Tels sont les différens établissemens dont l’assistance publique dispose pour les privilégiés de l’indigence ; mais l’administration se trouverait dans un cruel embarras, si ses ressources hospitalières réservées aux vieillards et aux infirmes se bornaient aux sept maisons que je viens de citer. En présence du chiffre énorme d’individus frappés par des maux incurables, par les infirmités de la vieillesse, par la misère absolue, il faut de vastes hospices, une bienfaisance très active, une gratuité d’admission que nulle restriction ne puisse atteindre. A toutes les épaves que notre civilisation rejette sans cesse, il faut ouvrir des ports de refuge où le vieillard puisse du moins attendre en paix la dernière heure, où l’enfant puisse s’armer pour le grand combat de l’existence. Ceux qui naissent et ceux qui meurent dans la misère appartiennent de droit à l’assistance publique ; l’extrême enfance, l’extrême vieillesse, c’est-à-dire les deux débilités par excellence, les deux âges impuissans, réclament et éveillent toute sa sollicitude.
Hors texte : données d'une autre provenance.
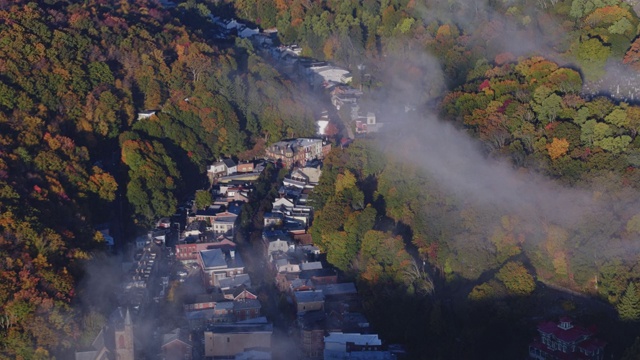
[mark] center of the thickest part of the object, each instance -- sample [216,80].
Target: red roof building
[566,341]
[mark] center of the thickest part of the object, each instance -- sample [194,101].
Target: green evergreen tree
[629,305]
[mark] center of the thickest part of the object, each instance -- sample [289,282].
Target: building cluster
[227,170]
[330,78]
[297,152]
[565,340]
[329,320]
[348,97]
[114,341]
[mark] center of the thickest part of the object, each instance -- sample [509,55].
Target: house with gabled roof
[217,265]
[176,345]
[565,340]
[225,341]
[308,300]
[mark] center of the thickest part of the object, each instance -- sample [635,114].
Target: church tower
[124,339]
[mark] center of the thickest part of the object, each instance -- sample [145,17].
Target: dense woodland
[73,76]
[73,155]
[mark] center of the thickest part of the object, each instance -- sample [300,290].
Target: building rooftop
[338,289]
[234,281]
[240,328]
[355,338]
[315,265]
[308,296]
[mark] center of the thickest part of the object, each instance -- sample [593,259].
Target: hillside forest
[447,268]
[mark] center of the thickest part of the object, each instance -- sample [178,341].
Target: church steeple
[124,338]
[127,319]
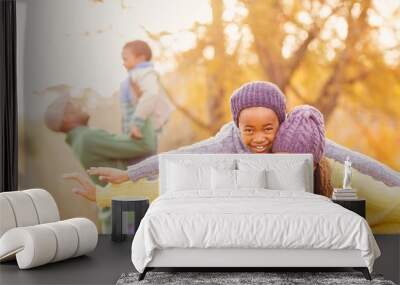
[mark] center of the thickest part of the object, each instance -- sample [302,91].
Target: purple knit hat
[302,132]
[258,94]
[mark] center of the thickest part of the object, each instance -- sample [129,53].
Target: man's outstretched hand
[109,175]
[87,188]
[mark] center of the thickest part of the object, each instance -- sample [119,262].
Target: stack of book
[344,194]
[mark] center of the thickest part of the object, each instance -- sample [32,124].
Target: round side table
[127,212]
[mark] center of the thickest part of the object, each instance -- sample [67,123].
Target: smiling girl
[258,108]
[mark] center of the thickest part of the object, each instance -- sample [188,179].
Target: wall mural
[125,80]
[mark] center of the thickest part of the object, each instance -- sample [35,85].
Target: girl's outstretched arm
[363,163]
[222,142]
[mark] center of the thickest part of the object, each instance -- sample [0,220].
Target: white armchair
[31,230]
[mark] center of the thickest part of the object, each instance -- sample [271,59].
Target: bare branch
[299,95]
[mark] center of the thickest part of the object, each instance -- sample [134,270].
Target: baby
[142,95]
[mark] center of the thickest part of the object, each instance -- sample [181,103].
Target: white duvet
[250,219]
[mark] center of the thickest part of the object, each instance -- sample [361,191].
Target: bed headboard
[272,161]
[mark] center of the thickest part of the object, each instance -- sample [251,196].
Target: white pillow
[181,177]
[282,174]
[251,178]
[226,179]
[292,179]
[223,179]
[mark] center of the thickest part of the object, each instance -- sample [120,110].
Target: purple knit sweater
[228,140]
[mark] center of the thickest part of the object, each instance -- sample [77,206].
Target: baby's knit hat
[302,132]
[258,94]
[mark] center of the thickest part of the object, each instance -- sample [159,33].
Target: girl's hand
[136,133]
[87,189]
[109,175]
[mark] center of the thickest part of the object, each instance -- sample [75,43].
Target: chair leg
[143,274]
[364,271]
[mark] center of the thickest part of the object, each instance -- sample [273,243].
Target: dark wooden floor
[110,259]
[102,266]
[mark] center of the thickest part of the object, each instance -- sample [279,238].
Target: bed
[246,211]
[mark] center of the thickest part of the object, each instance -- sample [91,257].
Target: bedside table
[356,205]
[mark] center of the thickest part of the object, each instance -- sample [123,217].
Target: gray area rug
[225,278]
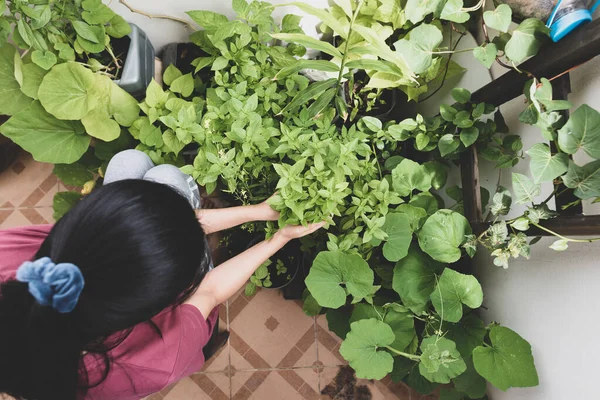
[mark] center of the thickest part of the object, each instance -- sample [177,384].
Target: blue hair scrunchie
[56,285]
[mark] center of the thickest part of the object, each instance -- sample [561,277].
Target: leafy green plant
[61,31]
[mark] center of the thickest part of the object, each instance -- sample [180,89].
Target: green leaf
[469,136]
[486,54]
[98,124]
[301,64]
[67,91]
[45,59]
[585,180]
[470,382]
[545,166]
[12,99]
[417,10]
[362,348]
[171,73]
[582,131]
[452,11]
[508,362]
[448,144]
[207,19]
[320,103]
[408,176]
[338,322]
[73,174]
[525,190]
[397,227]
[331,270]
[45,137]
[326,17]
[183,85]
[452,291]
[461,95]
[417,52]
[312,91]
[415,279]
[309,42]
[499,19]
[63,202]
[442,234]
[526,40]
[440,361]
[32,79]
[397,317]
[468,333]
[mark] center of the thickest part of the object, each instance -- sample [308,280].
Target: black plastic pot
[138,70]
[292,258]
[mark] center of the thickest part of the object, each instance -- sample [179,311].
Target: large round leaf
[415,279]
[66,91]
[397,317]
[440,361]
[508,362]
[48,139]
[452,291]
[335,272]
[362,348]
[442,234]
[582,131]
[397,227]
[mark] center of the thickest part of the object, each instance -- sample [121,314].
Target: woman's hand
[264,212]
[295,232]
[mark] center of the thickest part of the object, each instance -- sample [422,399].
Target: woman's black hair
[140,249]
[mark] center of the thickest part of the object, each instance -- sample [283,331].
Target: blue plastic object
[568,15]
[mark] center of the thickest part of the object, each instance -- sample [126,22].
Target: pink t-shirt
[144,363]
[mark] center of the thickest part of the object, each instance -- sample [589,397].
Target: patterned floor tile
[268,331]
[271,385]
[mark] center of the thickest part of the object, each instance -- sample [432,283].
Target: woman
[118,299]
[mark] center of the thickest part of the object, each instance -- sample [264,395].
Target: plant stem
[157,16]
[345,55]
[403,354]
[590,240]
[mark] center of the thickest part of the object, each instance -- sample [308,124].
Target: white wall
[552,300]
[162,31]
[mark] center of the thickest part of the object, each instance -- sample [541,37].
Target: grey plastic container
[138,70]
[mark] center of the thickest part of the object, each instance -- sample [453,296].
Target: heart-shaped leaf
[362,348]
[582,131]
[417,52]
[442,234]
[499,19]
[508,362]
[440,361]
[545,166]
[452,291]
[525,190]
[331,270]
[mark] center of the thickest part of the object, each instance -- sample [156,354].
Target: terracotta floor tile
[328,344]
[20,184]
[188,389]
[275,330]
[271,385]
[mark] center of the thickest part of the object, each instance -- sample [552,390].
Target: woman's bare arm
[228,278]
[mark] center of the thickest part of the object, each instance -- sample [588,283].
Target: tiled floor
[274,352]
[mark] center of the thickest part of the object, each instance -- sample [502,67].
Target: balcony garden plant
[387,272]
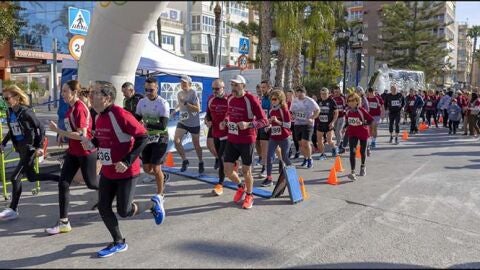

Les peintres de la renaissance ont souvent symbolisé la charité sous la forme d’une femme laissant monter des grappes de nourrissons vers ses larges mamelles gonflées de lait. Notre assistance publique fait plus et fait mieux : si d’une main elle attire les enfans, de l’autre elle appelle et soutient les vieillards. Elle n’aurait qu’à compulser les registres où elle inscrit ses états civils pour constater que ce même vieillard auquel elle vient de fermer les yeux, elle l’a secouru dans la force de l’âge, elle l’a soigné dans sa jeunesse, elle l’a recueilli enfant dans la rue, où sa mère l’avait abandonné. Afin de sauver les enfans, elle a accepté et singulièrement agrandi l’héritage de saint Vincent de Paul ; afin de donner un dernier abri aux pauvres vieillards à bout de voie, elle a modifié et assaini les sombres geôles de Bicêtre et de la Salpêtrière. A la place de ces lieux d’horreur où le châtiment était aussi cruel que le crime, elle a installé l’hospice de la vieillesse pour les hommes et l’hospice de la vieillesse pour les femmes. Ces deux établissemens et celui des enfans assistés constituent un service d’hospitalité très fécond dans ses résultats et curieux à étudier avec quelque détail.